According to the researchers, the results suggest that individuals with affected mental health may resort to sexual technologies such as way to experience temporary relief from your psychic suffering.
The team also explains that these new technologies, including virtual reality, artificial intelligence and shared online environments, already offer opportunities for users to new forms of social interaction and sexual fulfillment.
depression and anxiety
The study, published in International Journal of Environmental Research and Public Health, attended by more than 8,000 Americans and examined the associations between mental health concerns and online sexual behavior, especially in relation to engagement with new forms of sexual technology.
The findings showed that most of the participants who reported higher levels of depression were the same ones who used more sextech – this included men of all sexual orientations as well as heterosexual women. Among lesbians and bisexuals, depression was not a factor significantly related to the use of these new technologies.
In the same way, the increase in anxiety was linked to the increased use of various types of sextech for the general sample, men of all sexual orientations, lesbian and bisexual women. However, heterosexual women’s anxiety was not associated with the use of these resources.
What is the most used form of sextech?
The most used form of sextech was sending sexually explicit images or videos – that is, the sexting – reported by 30% of study participants. Almost one in five (18%) visited a “camming”, platform on which models (men and/or women) show themselves via webcam in live chat rooms.

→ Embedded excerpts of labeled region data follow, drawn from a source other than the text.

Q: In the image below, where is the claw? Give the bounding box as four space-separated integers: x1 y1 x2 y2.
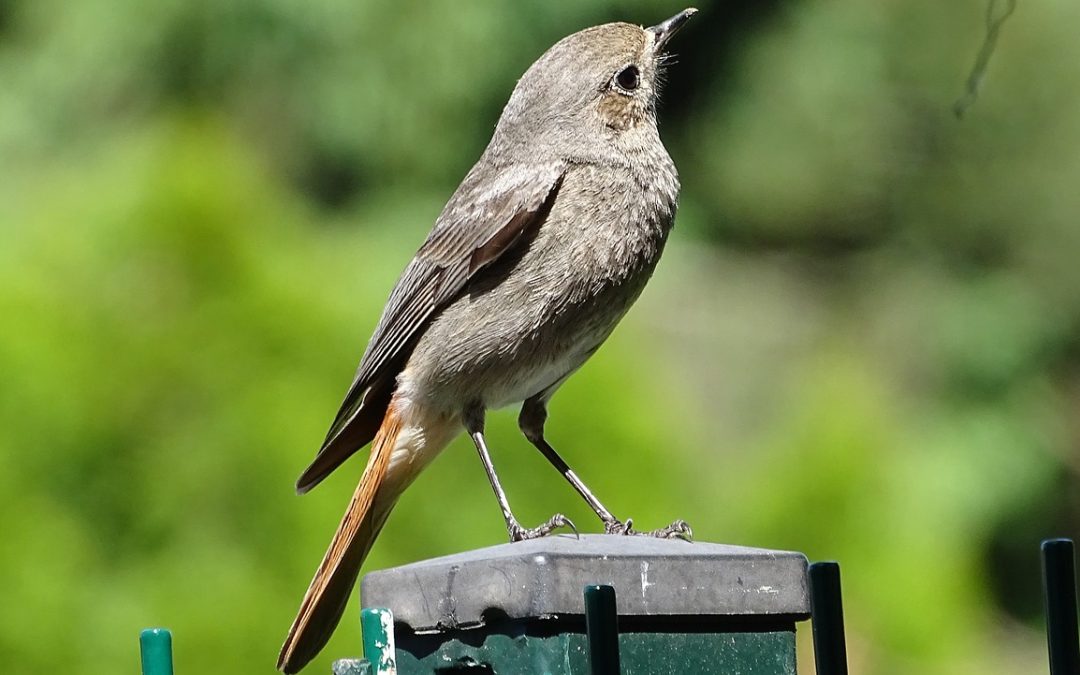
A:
507 513 581 541
604 518 693 541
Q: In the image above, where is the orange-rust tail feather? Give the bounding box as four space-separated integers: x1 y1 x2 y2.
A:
278 403 402 673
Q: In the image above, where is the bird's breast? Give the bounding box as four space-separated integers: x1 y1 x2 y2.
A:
406 160 677 407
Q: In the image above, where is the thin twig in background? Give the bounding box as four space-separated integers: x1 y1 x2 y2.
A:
953 0 1016 118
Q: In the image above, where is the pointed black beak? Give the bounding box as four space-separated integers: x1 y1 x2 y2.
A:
646 8 698 52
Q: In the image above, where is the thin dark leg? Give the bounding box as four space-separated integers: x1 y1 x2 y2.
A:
517 397 693 540
464 407 578 541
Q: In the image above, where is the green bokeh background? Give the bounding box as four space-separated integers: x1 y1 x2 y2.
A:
0 0 1080 675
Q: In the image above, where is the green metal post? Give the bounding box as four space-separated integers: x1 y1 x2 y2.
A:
809 562 848 675
360 607 397 675
138 629 173 675
585 584 621 675
1042 539 1080 675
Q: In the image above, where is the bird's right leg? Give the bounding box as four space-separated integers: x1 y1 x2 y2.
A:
517 397 693 541
462 405 578 541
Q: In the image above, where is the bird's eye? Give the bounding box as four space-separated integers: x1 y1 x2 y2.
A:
615 65 642 92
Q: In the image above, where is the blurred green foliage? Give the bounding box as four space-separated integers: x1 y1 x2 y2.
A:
0 0 1080 675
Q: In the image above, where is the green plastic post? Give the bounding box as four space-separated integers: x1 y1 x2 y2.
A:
809 561 848 675
360 607 397 675
585 585 620 675
138 629 173 675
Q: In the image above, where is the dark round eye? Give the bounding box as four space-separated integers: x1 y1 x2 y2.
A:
615 65 642 92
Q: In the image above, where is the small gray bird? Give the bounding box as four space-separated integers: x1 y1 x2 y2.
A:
278 9 697 673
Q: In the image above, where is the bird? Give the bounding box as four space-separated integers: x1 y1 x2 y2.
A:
278 8 697 673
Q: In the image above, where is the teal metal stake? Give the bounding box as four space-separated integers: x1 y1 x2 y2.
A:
1042 539 1080 675
360 607 397 675
585 585 620 675
810 562 848 675
138 629 173 675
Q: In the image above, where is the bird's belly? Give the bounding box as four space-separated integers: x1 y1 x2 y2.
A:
400 280 625 413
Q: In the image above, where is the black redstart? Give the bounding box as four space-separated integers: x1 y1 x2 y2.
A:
278 9 697 673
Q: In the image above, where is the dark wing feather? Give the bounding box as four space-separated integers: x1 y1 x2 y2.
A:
296 162 565 492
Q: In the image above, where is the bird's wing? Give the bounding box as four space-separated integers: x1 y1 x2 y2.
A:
297 162 566 492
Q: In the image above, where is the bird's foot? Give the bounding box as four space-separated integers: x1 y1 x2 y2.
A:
507 513 581 541
604 518 693 541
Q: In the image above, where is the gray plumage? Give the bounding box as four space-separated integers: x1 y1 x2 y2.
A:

Other ways of sextech the attendees got involved in included: play sexually explicit RPGs or online video games (14%), participate in a broadcast of “camming” (12%), accessing virtual reality pornography (11%), using virtual vibrators (9%) and exchanging sexually explicit messages with a chatbot (9%).
Within the sample, 79% of men and 51% of women reported using some type of sextech. In addition, 61% of heterosexuals and 83% of gay/bisexual participants used this type of technology.
unrelated to loneliness
The researchers also sought to analyze the common belief that online sexual experiences can be an alternative to social engagement. a behavioral response to feelings of psychological loneliness.

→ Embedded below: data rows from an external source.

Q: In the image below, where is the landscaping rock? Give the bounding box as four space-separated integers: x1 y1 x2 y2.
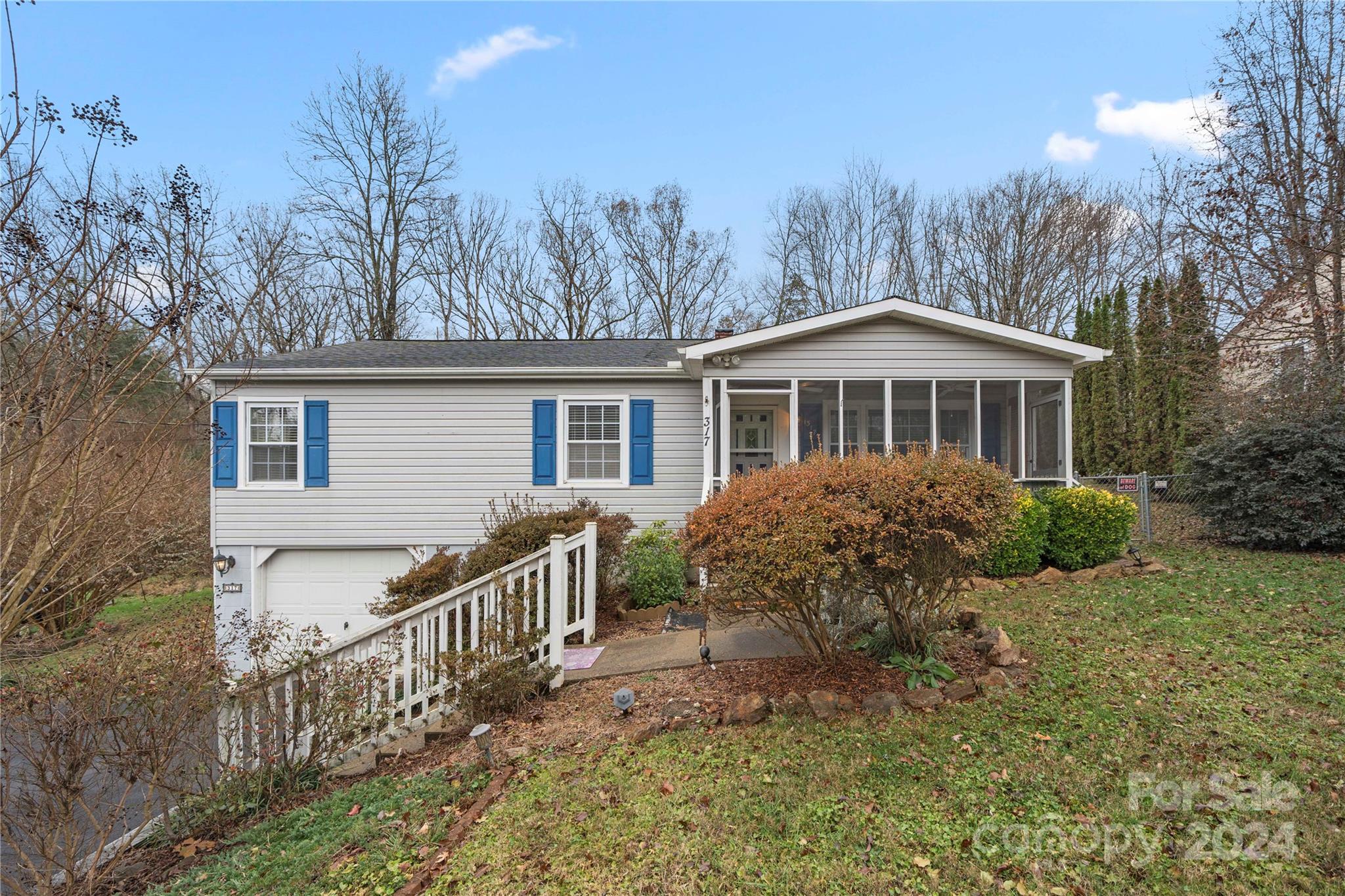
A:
977 669 1009 691
958 607 981 631
724 693 771 725
627 721 663 744
1032 567 1065 584
661 700 701 719
904 688 943 710
808 691 841 721
775 691 808 716
971 626 1013 654
943 681 977 702
860 691 901 716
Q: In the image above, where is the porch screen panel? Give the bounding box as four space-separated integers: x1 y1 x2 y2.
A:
935 380 977 458
979 380 1022 479
1024 380 1069 480
799 380 841 459
841 380 887 454
892 380 929 454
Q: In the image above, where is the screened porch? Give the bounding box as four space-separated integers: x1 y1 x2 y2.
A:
702 377 1073 496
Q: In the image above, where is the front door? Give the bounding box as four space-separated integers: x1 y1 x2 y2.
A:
729 410 775 473
1028 398 1065 480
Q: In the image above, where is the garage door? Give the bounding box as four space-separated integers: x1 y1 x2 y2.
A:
262 548 412 639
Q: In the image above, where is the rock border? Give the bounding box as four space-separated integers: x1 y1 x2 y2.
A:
624 620 1028 746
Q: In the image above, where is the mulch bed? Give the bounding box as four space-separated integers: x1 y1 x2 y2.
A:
593 606 663 643
702 638 988 702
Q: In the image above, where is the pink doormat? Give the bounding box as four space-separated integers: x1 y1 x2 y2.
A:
565 647 604 670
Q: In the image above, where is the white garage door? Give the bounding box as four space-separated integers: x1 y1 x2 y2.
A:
262 548 412 639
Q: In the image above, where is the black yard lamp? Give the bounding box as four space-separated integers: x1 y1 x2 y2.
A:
468 721 495 769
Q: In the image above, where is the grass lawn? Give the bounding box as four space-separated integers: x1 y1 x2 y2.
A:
428 548 1345 895
150 767 489 896
0 587 214 674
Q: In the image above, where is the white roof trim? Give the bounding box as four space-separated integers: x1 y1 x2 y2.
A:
194 366 688 380
678 298 1111 367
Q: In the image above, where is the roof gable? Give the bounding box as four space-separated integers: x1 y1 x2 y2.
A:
678 298 1111 367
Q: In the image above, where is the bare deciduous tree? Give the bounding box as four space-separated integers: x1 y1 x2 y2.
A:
290 58 457 339
935 168 1137 333
757 158 917 321
1162 0 1345 376
519 179 628 339
429 194 511 339
604 184 734 339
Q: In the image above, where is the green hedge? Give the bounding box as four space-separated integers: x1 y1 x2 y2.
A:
984 489 1050 576
623 520 686 610
1038 486 1139 570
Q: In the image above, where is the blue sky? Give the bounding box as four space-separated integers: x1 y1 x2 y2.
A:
3 1 1235 263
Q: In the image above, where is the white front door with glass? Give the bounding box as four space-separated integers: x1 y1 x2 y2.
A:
729 410 775 473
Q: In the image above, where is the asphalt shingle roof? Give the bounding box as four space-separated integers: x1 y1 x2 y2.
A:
211 339 701 373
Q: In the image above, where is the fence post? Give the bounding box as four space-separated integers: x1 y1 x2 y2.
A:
546 534 570 688
584 523 597 643
1139 470 1154 542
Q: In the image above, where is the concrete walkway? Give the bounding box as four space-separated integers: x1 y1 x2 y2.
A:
565 620 803 683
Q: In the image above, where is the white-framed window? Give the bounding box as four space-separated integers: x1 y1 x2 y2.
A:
244 399 304 489
561 395 631 486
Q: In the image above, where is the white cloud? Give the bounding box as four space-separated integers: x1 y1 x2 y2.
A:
429 26 561 94
1046 131 1101 161
1093 93 1224 154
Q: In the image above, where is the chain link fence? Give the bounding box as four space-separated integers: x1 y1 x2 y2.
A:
1078 473 1205 542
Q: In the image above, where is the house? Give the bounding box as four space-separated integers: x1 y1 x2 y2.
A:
1218 287 1340 396
207 298 1105 638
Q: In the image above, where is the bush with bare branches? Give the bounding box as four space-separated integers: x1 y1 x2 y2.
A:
0 624 223 893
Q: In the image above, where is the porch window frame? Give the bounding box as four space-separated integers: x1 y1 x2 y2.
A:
1014 376 1074 485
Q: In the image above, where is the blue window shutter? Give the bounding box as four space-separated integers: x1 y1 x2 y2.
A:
533 399 556 485
631 398 653 485
209 402 238 489
304 402 327 489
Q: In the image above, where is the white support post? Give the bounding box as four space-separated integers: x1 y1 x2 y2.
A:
720 380 733 485
882 380 892 454
789 380 799 462
546 534 570 688
1018 380 1028 480
970 380 981 457
584 523 597 643
929 380 939 453
1061 380 1074 485
701 376 714 502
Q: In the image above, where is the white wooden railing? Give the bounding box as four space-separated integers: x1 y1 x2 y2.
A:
219 523 597 764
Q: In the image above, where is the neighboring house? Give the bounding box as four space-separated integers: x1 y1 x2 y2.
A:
199 298 1105 638
1218 291 1314 393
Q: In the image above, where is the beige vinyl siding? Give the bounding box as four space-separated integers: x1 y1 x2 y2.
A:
215 379 702 547
705 317 1072 379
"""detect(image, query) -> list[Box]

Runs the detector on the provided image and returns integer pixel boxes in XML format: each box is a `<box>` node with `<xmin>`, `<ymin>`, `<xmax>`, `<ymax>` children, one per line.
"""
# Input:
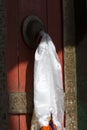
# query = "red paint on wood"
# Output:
<box><xmin>6</xmin><ymin>0</ymin><xmax>18</xmax><ymax>92</ymax></box>
<box><xmin>8</xmin><ymin>115</ymin><xmax>19</xmax><ymax>130</ymax></box>
<box><xmin>19</xmin><ymin>0</ymin><xmax>47</xmax><ymax>92</ymax></box>
<box><xmin>47</xmin><ymin>0</ymin><xmax>63</xmax><ymax>64</ymax></box>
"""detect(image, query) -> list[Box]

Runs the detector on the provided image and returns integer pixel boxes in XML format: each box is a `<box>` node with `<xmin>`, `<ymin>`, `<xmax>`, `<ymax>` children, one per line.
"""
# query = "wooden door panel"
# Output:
<box><xmin>7</xmin><ymin>0</ymin><xmax>63</xmax><ymax>130</ymax></box>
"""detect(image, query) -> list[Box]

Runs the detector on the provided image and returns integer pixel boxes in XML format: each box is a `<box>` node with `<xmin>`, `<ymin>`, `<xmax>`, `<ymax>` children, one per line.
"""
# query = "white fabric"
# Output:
<box><xmin>34</xmin><ymin>32</ymin><xmax>64</xmax><ymax>130</ymax></box>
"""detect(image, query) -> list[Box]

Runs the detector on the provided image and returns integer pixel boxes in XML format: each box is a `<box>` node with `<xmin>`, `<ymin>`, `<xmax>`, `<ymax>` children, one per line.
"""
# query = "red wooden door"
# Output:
<box><xmin>7</xmin><ymin>0</ymin><xmax>63</xmax><ymax>130</ymax></box>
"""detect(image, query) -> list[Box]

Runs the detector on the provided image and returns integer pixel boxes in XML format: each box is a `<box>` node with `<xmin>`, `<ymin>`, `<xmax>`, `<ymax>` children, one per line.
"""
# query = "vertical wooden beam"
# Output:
<box><xmin>63</xmin><ymin>0</ymin><xmax>78</xmax><ymax>130</ymax></box>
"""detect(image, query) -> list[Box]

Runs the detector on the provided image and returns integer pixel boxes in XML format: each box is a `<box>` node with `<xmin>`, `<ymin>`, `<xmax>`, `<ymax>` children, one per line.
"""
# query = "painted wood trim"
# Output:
<box><xmin>63</xmin><ymin>0</ymin><xmax>78</xmax><ymax>130</ymax></box>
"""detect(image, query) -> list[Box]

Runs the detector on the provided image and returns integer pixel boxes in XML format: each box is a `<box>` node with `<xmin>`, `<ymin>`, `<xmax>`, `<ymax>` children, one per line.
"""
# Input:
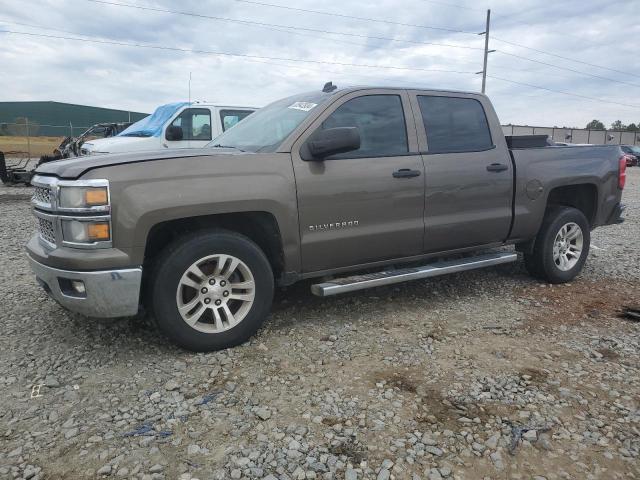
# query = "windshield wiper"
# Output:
<box><xmin>213</xmin><ymin>143</ymin><xmax>244</xmax><ymax>152</ymax></box>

Contrary to this expectation, the study found that participants who reported high levels of loneliness were less likely to engage with sextech, different from the pattern reported among those with high levels of anxiety and/or depression.
According to experts, a common misconception is that people turn to the internet for affective or sexual connectionbecause they are unable to form one-on-one relationships.
The results suggest the opposite and show that online sexual spaces are not working as a “last resort” for those who are unable to have sex in real life.
Instead, it is likely that many users of these spaces have adequate social support and social networks, but they are turning to online sexual technologies for relief from their mental health.